Difference Between Sales and Revenue

All companies that operate on profit maintain income statements that record financial information. The income statement shows the total income the company receives from the sales of goods/services, the expenses that are incurred during the period of financial reporting, and the profit that is made for that period. The two figures sales and revenue are both present in a company’s income statement. These terms are usually confused to be the same thing, and their subtle differences make them even harder to differentiate. The following article provides a clear overview of both, with explanations on how each is calculated. 

Sales

Sales refer to the total value of goods and services sold by a business. A company that sells units of items will calculate its sales by taking the total number of units sold multiplied by the selling price of the product. A service firm, on the other hand, will calculate revenue by either taking into account the number of hours/number of projects/number of policies sold, etc.

The sales for a service provider firm will be harder to value since the value of the service provided may vary, whereas the sales for an organization that sells products are easier to value since sales is then the total selling price of the units of goods sold. In this context, a total sales figure will not take into account any discounts given on sales or the value of returned goods.

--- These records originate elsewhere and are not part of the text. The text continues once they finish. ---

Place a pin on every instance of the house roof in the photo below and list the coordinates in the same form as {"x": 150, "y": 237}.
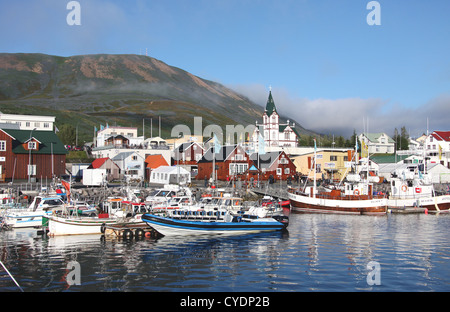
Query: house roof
{"x": 155, "y": 161}
{"x": 123, "y": 155}
{"x": 373, "y": 137}
{"x": 48, "y": 141}
{"x": 265, "y": 160}
{"x": 97, "y": 163}
{"x": 221, "y": 156}
{"x": 441, "y": 135}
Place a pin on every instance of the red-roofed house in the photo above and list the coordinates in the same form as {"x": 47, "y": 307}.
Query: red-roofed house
{"x": 152, "y": 162}
{"x": 437, "y": 146}
{"x": 112, "y": 169}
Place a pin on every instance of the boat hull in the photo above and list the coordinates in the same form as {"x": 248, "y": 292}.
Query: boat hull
{"x": 74, "y": 226}
{"x": 319, "y": 204}
{"x": 25, "y": 220}
{"x": 170, "y": 226}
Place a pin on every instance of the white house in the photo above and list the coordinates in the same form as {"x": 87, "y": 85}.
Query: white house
{"x": 377, "y": 143}
{"x": 131, "y": 164}
{"x": 27, "y": 122}
{"x": 110, "y": 134}
{"x": 170, "y": 175}
{"x": 437, "y": 147}
{"x": 273, "y": 133}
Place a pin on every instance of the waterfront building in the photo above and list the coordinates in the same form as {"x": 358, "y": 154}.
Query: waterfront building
{"x": 26, "y": 122}
{"x": 274, "y": 134}
{"x": 332, "y": 163}
{"x": 131, "y": 165}
{"x": 114, "y": 136}
{"x": 230, "y": 161}
{"x": 112, "y": 169}
{"x": 275, "y": 164}
{"x": 376, "y": 143}
{"x": 30, "y": 155}
{"x": 437, "y": 148}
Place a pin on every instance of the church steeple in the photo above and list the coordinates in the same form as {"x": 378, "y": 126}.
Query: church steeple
{"x": 270, "y": 106}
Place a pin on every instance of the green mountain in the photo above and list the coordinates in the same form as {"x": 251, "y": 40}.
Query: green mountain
{"x": 89, "y": 90}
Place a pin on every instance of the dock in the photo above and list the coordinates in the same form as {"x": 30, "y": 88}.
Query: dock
{"x": 129, "y": 230}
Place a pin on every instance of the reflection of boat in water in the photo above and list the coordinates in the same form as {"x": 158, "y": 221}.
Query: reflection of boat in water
{"x": 410, "y": 188}
{"x": 184, "y": 222}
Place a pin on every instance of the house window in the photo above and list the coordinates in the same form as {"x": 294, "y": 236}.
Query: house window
{"x": 31, "y": 169}
{"x": 31, "y": 145}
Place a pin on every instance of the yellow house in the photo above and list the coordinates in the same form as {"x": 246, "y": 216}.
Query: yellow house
{"x": 331, "y": 163}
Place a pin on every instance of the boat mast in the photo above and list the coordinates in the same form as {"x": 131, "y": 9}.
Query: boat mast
{"x": 315, "y": 168}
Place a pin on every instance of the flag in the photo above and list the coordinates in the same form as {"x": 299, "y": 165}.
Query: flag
{"x": 217, "y": 146}
{"x": 261, "y": 145}
{"x": 67, "y": 187}
{"x": 364, "y": 149}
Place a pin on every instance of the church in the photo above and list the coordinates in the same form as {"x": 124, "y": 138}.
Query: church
{"x": 273, "y": 134}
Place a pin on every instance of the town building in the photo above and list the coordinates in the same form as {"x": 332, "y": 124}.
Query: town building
{"x": 31, "y": 155}
{"x": 26, "y": 122}
{"x": 376, "y": 143}
{"x": 153, "y": 162}
{"x": 332, "y": 163}
{"x": 112, "y": 169}
{"x": 131, "y": 165}
{"x": 273, "y": 134}
{"x": 115, "y": 136}
{"x": 187, "y": 155}
{"x": 437, "y": 148}
{"x": 230, "y": 161}
{"x": 275, "y": 164}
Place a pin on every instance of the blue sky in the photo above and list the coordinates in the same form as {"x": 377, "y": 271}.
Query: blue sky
{"x": 329, "y": 70}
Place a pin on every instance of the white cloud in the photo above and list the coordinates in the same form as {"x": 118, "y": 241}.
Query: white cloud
{"x": 342, "y": 116}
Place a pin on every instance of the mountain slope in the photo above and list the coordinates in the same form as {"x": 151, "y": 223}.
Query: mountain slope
{"x": 88, "y": 90}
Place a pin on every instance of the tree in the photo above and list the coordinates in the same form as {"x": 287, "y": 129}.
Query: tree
{"x": 401, "y": 139}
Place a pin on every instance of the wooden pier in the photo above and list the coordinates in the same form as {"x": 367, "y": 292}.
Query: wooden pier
{"x": 129, "y": 230}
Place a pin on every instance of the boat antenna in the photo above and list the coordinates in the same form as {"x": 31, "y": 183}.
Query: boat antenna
{"x": 10, "y": 275}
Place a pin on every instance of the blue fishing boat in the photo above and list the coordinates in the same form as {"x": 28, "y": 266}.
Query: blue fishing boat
{"x": 207, "y": 222}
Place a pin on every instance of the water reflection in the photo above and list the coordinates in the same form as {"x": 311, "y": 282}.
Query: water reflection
{"x": 319, "y": 252}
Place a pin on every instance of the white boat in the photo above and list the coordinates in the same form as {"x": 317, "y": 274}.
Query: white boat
{"x": 412, "y": 189}
{"x": 115, "y": 210}
{"x": 32, "y": 216}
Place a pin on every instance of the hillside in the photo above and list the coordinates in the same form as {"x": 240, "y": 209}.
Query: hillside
{"x": 90, "y": 90}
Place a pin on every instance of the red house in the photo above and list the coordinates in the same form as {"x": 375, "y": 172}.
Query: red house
{"x": 277, "y": 164}
{"x": 230, "y": 162}
{"x": 26, "y": 154}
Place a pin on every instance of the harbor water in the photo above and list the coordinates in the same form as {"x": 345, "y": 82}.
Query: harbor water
{"x": 332, "y": 253}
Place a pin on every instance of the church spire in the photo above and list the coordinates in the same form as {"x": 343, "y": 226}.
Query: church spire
{"x": 270, "y": 106}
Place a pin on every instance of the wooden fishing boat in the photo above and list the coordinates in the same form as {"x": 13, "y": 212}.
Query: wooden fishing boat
{"x": 357, "y": 200}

For example, if a company that sells laptops sells 10 laptops at $800, the sales value will be $8000. Even if, one of those laptops were returned, the total sales will remain 8000, but the net sales figure, which is derived after any returns or discounts are deducted from the total sales, will represent the true value of the company’s sales. So in this case, net sales would be [total sales ($8000) – returns ($800) = Net sales ($7200)]. 

Revenue

Revenue, on the other hand, refers to the total income that a firm receives including its sales income. A business may have many other forms of income besides the sales revenue that it receives. For example, some firms make other investments from the funds that they have like investing them in stocks, bonds and other investment vehicles. Companies also receive licensing income and interest income from debts. However, it must be noted that it is possible for a firm to have equal sales and revenues. This will occur when the firm in question does not have other forms of income besides its sales income. Just as net income, net revenue refers to revenue that’s left over once any discounts/returns/deductions are made. 

Sales vs Revenue

Sales and revenue are very similar to each other in that both refer to income that is received by a firm. Sales revenue is a part of a company’s total revenue and increasing a company’s revenue, sales, and other is the priority of any business operating on profit. For the healthy operation and survival of any business, it is important to closely monitor both revenue and sales. A company will always strive to increase their total revenue and minimize their expenditure so that they can enjoy higher levels of profitability. For businesses focused mainly on selling their goods and services, keeping close track of the sales revenue will be essential to ensure continued profitability and growth.

Summary:

Difference Between Sales and Revenue

• Sales and revenue are very similar to each other in that both refer to income that is received by a firm.

• The sales for a service provider firm will be harder to value since the value of the service provided may vary, whereas the sales for an organization that sells products are easier to value since sales is the total selling price of the units of goods sold.

• Revenue, on the other hand, refers to the total income that a firm receives including its sales income.